Cisco WAN and Application Optimization Solution Guide
Traffic Classification
Downloads: This chapterpdf (PDF - 490.0 KB) The complete bookPDF (PDF - 10.25 MB) | Feedback

Traffic Classification

Table Of Contents

Traffic Classification

5.1  Payload-Based Traffic Classification

5.2  Deep Packet Inspection

5.2.1  Pattern Analysis

5.2.2  Numerical Analysis

5.2.3  Behavior & Heuristic Analysis

5.2.4  Protocol/State Analysis

5.3  Cisco Classification Technologies

5.3.1  QoS Access Lists

5.3.2  DPI Engines

5.4  Packet Markings

5.4.1  L2 Packet Markings

5.4.2  L3 Packet Markings

5.5  Summary

5.6  References

Traffic Classification

In a typical network, the traffic through the network is heterogeneous and consists of flows from multiple applications and utilities. Many of these applications are unique and have their own requirements with respect to network parameters such as delay, jitter, etc. Unless these requirements are met, the quality and usability of these applications will be severely compromised. While meeting these requirements in a Local Area Network (LAN) with its huge bandwidth might be easy, it usually is a challenge to meet them on the WANs, which have bandwidth constraints.

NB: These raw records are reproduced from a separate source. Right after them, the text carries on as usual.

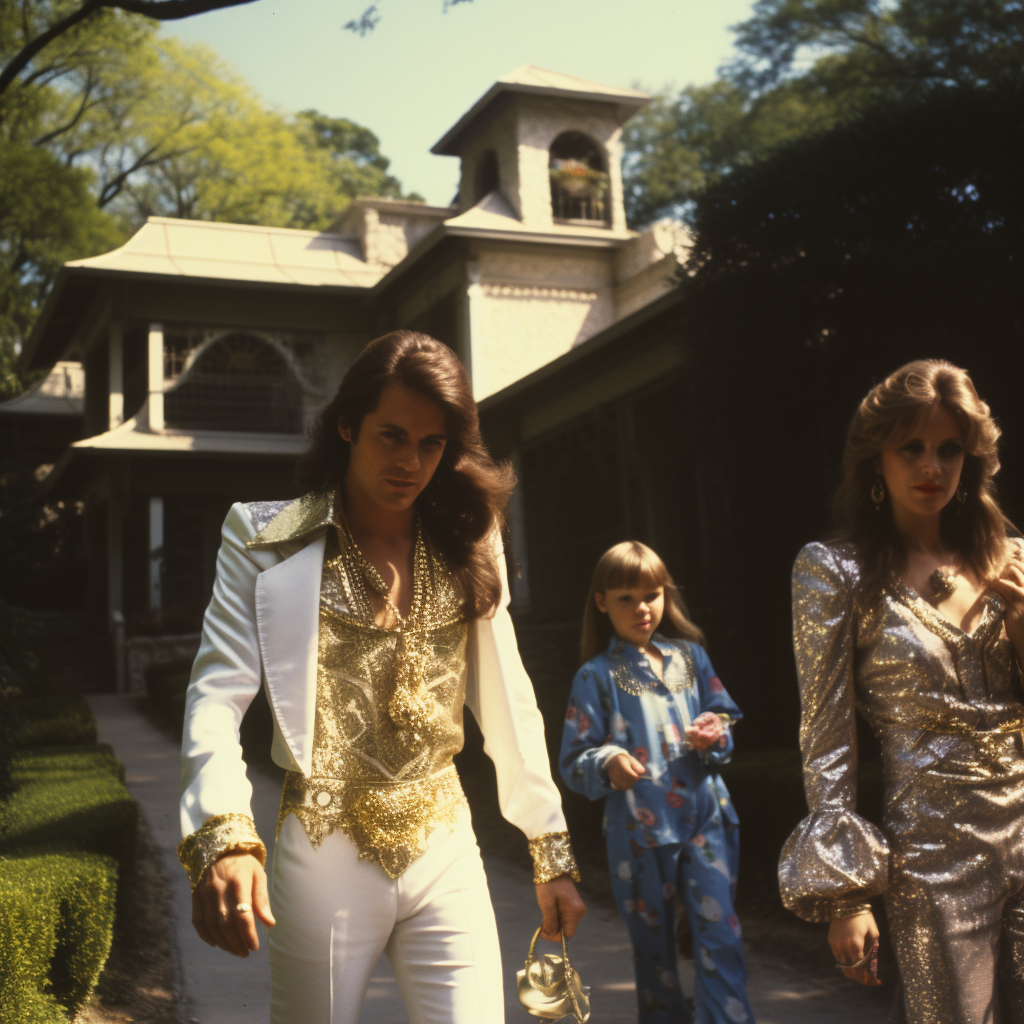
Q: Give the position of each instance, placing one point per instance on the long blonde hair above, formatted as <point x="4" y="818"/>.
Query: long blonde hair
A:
<point x="977" y="527"/>
<point x="628" y="565"/>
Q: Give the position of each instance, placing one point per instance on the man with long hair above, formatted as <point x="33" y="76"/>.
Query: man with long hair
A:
<point x="372" y="608"/>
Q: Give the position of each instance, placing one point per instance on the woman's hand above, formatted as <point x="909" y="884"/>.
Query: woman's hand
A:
<point x="561" y="907"/>
<point x="1010" y="587"/>
<point x="232" y="880"/>
<point x="707" y="730"/>
<point x="851" y="939"/>
<point x="624" y="771"/>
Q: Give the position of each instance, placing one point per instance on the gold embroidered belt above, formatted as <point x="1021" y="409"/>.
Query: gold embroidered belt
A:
<point x="388" y="821"/>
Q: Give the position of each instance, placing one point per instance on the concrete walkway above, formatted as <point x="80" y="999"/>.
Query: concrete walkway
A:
<point x="217" y="988"/>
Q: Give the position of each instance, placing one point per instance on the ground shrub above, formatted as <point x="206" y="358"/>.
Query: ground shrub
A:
<point x="68" y="828"/>
<point x="56" y="924"/>
<point x="70" y="799"/>
<point x="50" y="720"/>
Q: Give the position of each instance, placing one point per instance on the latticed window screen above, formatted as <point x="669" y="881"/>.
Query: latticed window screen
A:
<point x="624" y="471"/>
<point x="240" y="382"/>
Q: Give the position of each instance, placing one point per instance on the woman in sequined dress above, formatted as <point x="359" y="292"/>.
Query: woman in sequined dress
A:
<point x="372" y="609"/>
<point x="914" y="617"/>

Thus, traffic management on the WANs must exist in order to properly prioritize different applications across the limited WAN bandwidth and ensure that these requirements are met. In addition, a proper understanding of the applications and protocols in the network traffic is essential for any network manager to implement appropriate security policies. In a real network, user perception also matters. Although a user application might allow large delays or jitter, the user might be very sensitive to long wait times. Managing network traffic thus requires a judicious balance of all these priorities.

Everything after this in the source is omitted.